The realisation that you're a meat machine is a shock to your system. How much of you is you, and how much is just a soup of chemicals floating about in a sea of cells, making you feel and do things against your better judgement? Sure, you hear about antidepressants and SSRIs and Ritalin and all that trash, but experiencing the raw stuff for yourself and identifying it as such truly drives the point home. Staring out of the box and seeing the world sail its merry way along its path straight to oblivion, all the shit in the world makes so much sense when you stop viewing most people as beings that even attempt to be rational, and start seeing them as meat machines whirring away on automatic.
We're goddamned meat machines, and there are far too few of us who know of, let alone try to harness or rein in our natures.
Monday, 7 January 2013
You still have much to learn, grasshopper.

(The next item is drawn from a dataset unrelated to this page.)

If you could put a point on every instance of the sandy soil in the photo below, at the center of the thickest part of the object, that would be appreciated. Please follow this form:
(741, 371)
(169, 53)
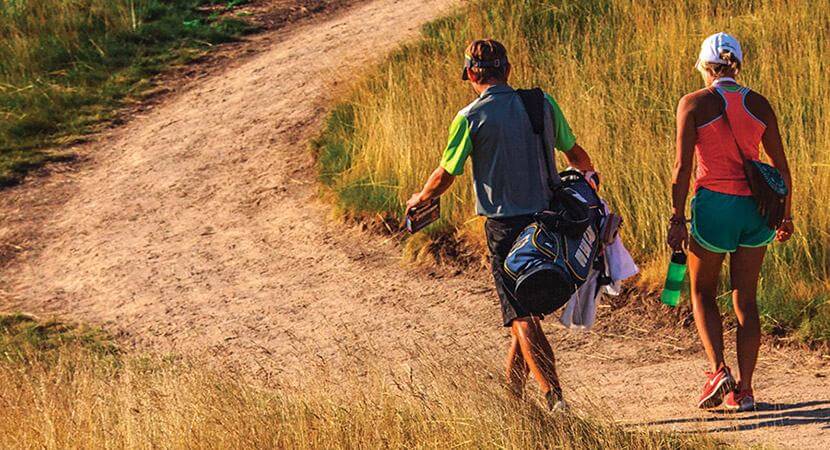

So I was in the computer lab today with a friend, working on our own project reports, when one of his friends comes in and plops herself down across the desk from us, and a small conversation ensues.
There were so many painfully obvious openings for negs - my friend's remark that her dress looked like a maternity dress, her rueful admission that she'd gained a kilo or two over the last holiday month (now I'm really wondering what might have happened if I'd gone ahead with my remark about it possibly being baby weight. Even if she'd exploded at me, it'd probably have been practice for taking histrionics calmly and aloofly/amusedly. Hah!), and yet I couldn't get the words out of my mouth or replace her with a target dummy in my mind. I guess it didn't help that my friend was the one steering the conversation between the three of us, pulling us into his frame. Since I self-identify as being somewhere along the delta-gamma spectrum (using Vox's system), I guess it's not hard to out-alpha me.
I wonder if he knows about game, or if he's just a natural. I may have to find a way to discreetly ask him.
At least when my friend moved to introduce us properly, I managed to coax her into giving her name first, before I "rewarded" her with mine.
What I think I need to work on now, is confidence when talking to unfamiliar people, men and women alike. Greeting the security guards on campus, asking people the time, asking people at the gym if they're done with the equipment instead of just standing around and hoping they'll get the message. I know it sounds pathetic, but it's an improvement over merely just looking people in the eyes and I think I'm ready for that now. Just walking like I've a sword on my belt makes me feel more confident. I know I can have a loud and commanding voice when the situation calls for it - I was told so, first in basic military training and during my two-year stint in the navy - I just need to exercise it more often.
Baby steps, baby steps. Still have much to learn, much to improve on. Reading Roosh, Heartiste and Vox every day.